Jessica Timmins Venturi 3 December 2019

Making love to a double bass

My first camera was an Agfa Silette whichbought in a Washington DC pawnshop when I went on a class trip there from our boarding school in Austin Texas in 1956. I was soon frustrated in that I could not remove the lens. So in 1958 I purchased an East German Pentacon-F with a Zeiss F-2.8 Tessar lens. 

Since then I have not hoarded or collected cameras. For my career as a magazine photographer beginning in 1976 in Vancouver I bought the cameras that would make me competitive in a tight field. That was the reason why by 1979 I was getting lots of work. Art directors liked my 6x7cm Mamiya RB-67. Its revolving back made it popular and useful for horizontal tww-page spreads and the vertical position for full page bleeds.

Seven years ago my Rosemary strongly urged (nagged) me to get a digital camera. This was a Fuji X-E1 and more recently I obtained an improvement, the Fuji X-E3.



For my personal work (the only work I can generate since I am obsolete, redundant, retired & inconsequential) I like to use film, unusual film panoramic cameras and whatever device will produce original and interesting images in my taste.

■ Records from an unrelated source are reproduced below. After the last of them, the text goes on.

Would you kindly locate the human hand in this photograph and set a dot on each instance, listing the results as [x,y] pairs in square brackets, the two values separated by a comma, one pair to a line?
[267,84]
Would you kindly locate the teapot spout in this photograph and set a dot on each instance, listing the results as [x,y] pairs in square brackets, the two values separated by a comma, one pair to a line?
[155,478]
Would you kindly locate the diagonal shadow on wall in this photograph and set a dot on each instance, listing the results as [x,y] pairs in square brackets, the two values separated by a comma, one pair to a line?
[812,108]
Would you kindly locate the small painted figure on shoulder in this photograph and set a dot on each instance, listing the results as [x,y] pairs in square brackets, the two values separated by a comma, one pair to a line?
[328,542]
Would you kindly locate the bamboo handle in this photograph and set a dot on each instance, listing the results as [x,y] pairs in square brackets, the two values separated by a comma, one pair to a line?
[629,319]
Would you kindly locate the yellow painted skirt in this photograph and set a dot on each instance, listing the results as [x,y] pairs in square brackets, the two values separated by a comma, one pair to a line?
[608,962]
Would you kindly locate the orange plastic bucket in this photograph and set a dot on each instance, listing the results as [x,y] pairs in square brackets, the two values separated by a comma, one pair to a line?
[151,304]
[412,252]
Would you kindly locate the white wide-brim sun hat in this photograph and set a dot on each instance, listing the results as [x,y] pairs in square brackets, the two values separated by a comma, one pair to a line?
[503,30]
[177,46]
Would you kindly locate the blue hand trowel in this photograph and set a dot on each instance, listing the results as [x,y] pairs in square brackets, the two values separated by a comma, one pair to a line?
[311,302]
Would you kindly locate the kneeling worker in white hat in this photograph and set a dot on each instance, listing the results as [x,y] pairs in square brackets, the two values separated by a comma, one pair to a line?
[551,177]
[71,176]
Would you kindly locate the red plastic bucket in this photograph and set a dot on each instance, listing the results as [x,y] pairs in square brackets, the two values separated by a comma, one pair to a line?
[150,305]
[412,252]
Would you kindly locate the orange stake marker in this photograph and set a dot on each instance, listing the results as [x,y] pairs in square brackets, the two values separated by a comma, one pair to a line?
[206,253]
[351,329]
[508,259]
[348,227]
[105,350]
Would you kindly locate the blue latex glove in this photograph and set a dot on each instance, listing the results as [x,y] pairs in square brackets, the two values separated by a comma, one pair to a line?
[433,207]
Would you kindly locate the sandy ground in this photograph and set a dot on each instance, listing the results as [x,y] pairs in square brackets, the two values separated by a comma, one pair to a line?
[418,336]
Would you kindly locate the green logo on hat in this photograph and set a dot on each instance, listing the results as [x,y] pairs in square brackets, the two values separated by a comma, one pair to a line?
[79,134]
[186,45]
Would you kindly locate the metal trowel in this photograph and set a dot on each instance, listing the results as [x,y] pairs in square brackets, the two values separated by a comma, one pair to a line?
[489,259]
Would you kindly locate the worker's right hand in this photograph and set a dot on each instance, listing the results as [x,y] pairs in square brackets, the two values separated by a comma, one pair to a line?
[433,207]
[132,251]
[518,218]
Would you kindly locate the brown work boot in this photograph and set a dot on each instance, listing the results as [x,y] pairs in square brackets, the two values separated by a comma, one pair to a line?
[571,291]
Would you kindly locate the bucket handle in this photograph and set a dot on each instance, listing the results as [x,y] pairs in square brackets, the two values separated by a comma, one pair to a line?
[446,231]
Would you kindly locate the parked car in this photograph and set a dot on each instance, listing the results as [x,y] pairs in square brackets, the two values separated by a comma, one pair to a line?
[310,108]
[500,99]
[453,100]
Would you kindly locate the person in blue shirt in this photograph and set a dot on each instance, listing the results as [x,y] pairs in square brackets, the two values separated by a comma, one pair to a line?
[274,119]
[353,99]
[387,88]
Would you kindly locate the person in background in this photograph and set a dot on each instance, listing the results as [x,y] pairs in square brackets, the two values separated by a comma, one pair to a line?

Such a device has been my no SIM card iPhone3G. In low light situations with little contrast it works wonders that I believe cannot be obtained by better phones or expensive digital cameras.
My latest efforts (last week with Jessica Timmins Venturi, and in the company of  Portland baroque bassist Curtis Daily, I have been left  in awe at what I can do with this camera (camera it is) when I dial down the intensity of my studio flash units’s modeling light.